NIP at Sergei's Bar Mitzvah

NIP at my cousin's Bar Mitzvah.

A Baby Carrier
My life totally changed when I learned how to nurse in a carrier.  I was all about the baby wearing right from the start, especially once winter really set in and a stroller wasn’t very practical on city streets, but I kept trying and failing to nurse in a carrier.  It made it much more difficult to nurse on the go, because I had to gauge how much time was left in a bus ride or train ride (to make sure I had time to get the carrier off, nurse, and get Jesse back in securely), or find some place to sit down.  Most of the instructions I found online (and in my Moby instruction book) suggested shifting the baby into a cradle hold to nurse, which involved loosening the carrier and, well, shifting the baby, which I found to be a huge pain.

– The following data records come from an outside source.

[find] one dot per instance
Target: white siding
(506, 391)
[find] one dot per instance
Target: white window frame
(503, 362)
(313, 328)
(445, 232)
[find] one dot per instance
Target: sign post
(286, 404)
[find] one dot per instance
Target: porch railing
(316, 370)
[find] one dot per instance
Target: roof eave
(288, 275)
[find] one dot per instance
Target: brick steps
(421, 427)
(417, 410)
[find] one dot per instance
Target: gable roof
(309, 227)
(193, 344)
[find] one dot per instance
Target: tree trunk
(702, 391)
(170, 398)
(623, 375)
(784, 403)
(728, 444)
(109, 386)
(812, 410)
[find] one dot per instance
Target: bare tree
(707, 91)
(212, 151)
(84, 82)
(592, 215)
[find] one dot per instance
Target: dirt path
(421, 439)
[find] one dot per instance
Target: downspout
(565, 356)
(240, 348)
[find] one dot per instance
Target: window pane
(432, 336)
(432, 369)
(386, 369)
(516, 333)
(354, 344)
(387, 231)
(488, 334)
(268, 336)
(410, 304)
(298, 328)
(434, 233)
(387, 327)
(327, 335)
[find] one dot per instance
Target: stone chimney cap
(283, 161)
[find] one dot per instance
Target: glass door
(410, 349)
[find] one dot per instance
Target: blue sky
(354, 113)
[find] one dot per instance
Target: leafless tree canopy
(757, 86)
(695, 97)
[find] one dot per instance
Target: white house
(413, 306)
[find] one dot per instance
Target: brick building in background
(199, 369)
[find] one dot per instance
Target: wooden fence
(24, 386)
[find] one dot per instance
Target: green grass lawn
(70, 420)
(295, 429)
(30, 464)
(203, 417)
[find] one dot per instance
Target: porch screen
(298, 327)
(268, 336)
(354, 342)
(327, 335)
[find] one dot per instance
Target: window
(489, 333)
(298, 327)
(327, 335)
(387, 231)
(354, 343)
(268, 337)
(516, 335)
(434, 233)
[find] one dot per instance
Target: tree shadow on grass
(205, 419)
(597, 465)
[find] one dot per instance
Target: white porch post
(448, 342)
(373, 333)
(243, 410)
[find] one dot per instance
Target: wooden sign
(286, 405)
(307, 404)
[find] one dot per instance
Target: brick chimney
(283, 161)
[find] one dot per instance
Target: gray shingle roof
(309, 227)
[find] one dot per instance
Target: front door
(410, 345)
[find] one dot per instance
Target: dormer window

My husband, who fed Jesse bottles of expressed milk while I was at work, took to carrying him in a pouch sling, with a bottle propped against his chest as a way to get some hands-free time.  Jesse just sat up straight and held the bottle, with help from friction, and ate.  I was totally jealous that I couldn’t feed him so easily in a carrier, until one day, I saw a friend nursing her daughter in her Ergo at a Boston Babywearers meeting.  Baby R was sitting up, and my friend had just moved her breast to bring it up to R’s mouth level — there was no shifting, and very minor loosening!  It was like a lightbulb went off in my head, and when she showed me how she did it, my life changed.  I could now nurse while walking down the street, while running for a bus, when there wasn’t a place to sit.

I definitely learned a very valuable lesson that day:  there are multiple ways to nurse in a carrier, and what works best for you will vary depending on how much of the work your baby can do (older babies need less help getting set up and staying latched) and how your body is shaped.  Another friend, whose breasts are shaped differently, said she could never nurse her babe sitting up like I do, but finds a cradle hold in a carrier to be what’s easiest for her.

Now, I do have a bit of a carrier addiction — in our house, we currently have a Moby (stretchy wrap), ring sling, two pouch slings (one sized for me, one for my husband), a mei tai, a Beco Gemini, a Boba, and a Vatanai woven wrap (my husband’s favorite).  As I said before, this is by no means a necessity. You can definitely nurse in public successfully, and discreetly, without a carrier, but boy oh boy does a carrier make it easier.  As far as I’m concerned, this is one of my favorite parts about baby wearing!!